Ложки могут соперничать с черпаками в способности заключать в себя предметы. На внутренней части ложечек из Первого кипрского клада мы видим изображения львов, зайцев, лошадей и других животных (рис. 5.6). Это не просто аллюзия на аристократический обычай охоты, как принято думать; столовый прибор, на поверхность которого нанесена такая гравировка, возводит охоту к кульминации, т. е. к праздничному пиру.
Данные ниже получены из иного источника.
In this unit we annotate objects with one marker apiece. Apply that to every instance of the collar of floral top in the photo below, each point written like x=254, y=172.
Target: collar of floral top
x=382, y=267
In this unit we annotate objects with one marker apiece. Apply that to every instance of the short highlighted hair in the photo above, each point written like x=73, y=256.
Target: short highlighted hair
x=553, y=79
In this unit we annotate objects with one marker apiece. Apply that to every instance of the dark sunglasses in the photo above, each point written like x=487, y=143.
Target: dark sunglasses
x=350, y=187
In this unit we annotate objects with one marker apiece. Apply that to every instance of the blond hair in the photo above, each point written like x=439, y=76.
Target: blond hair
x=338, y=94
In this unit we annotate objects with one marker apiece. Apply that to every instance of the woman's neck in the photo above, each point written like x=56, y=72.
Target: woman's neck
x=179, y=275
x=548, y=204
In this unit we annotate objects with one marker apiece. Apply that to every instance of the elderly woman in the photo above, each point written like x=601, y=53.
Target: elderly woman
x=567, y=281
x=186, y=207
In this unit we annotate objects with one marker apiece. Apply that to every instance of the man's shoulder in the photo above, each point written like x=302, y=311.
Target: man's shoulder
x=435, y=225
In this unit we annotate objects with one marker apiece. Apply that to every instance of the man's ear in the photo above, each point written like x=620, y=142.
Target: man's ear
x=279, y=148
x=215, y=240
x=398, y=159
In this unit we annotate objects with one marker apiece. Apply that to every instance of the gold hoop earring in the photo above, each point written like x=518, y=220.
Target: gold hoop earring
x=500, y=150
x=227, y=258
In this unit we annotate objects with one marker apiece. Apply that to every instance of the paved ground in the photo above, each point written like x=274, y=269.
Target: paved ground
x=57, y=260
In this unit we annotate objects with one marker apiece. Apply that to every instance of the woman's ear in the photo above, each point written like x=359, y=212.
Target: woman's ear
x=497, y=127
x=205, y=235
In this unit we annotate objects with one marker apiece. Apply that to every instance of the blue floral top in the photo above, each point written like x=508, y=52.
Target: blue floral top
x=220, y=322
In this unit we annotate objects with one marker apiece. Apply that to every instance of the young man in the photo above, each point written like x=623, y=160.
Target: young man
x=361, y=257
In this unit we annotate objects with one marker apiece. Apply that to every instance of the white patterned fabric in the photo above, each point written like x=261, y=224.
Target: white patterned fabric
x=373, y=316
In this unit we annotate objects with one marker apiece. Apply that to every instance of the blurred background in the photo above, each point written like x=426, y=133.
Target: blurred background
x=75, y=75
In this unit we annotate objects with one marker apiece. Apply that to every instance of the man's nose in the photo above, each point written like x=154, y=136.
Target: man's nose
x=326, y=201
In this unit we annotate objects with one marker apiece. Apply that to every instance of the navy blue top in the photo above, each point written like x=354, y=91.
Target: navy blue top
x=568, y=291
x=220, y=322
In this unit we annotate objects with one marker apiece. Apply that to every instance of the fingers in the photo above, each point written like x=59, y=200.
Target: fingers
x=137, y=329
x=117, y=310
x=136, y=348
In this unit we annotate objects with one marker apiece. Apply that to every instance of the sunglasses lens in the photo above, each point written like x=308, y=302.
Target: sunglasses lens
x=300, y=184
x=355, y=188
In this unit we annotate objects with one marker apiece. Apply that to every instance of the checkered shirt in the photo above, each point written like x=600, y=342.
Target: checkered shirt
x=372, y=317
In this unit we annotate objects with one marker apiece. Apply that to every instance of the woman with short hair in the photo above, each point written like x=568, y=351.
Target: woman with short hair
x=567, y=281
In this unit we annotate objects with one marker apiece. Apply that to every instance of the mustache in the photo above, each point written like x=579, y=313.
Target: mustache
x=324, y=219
Добыча аккуратно помещается в пределы ложки – идет ли речь о мясе (желательно хорошо приготовленном) тех животных, которые на ней изображены, или о любом другом блюде.
Подобным образом функционируют и серебряные ложки VI–VII веков, выставленные в Музее Метрополитен, разве что на них вместо изображений мы видим надписи христианского характера (см. рис. 5.7 и 5.8). На внутренней поверхности одной из них чернением нанесено слово PURITAS, сопровождаемое маленьким крестом. По краю она украшена тонким орнаментом в виде волн. Положение надписи идеально соответствует размерам ложки. Волны, расположенные по краям, постоянно напоминают о съедобном содержимом, которое теоретически можно расплескать. Чистота и Крест, как бы намекает нам мастер, никогда не потеряют своего значения, потому что поколебать их нельзя. Однако это не значит, что они всегда видимы. Слово и знак вполне могли оказаться скрыты под порцией твердой или жидкой пищи (если, конечно, ложку использовали для еды), а потом снова открывались взгляду. Этот комплекс изображения и текста то появлялся, то исчезал, но все время освящал то, что оказывалось в ложке.
204
См. [Stone 2005: 34]. Перед тем как перейти к конкретному описанию места на Ипподроме, автор подчеркивает, что император шлет хлеб всем народам.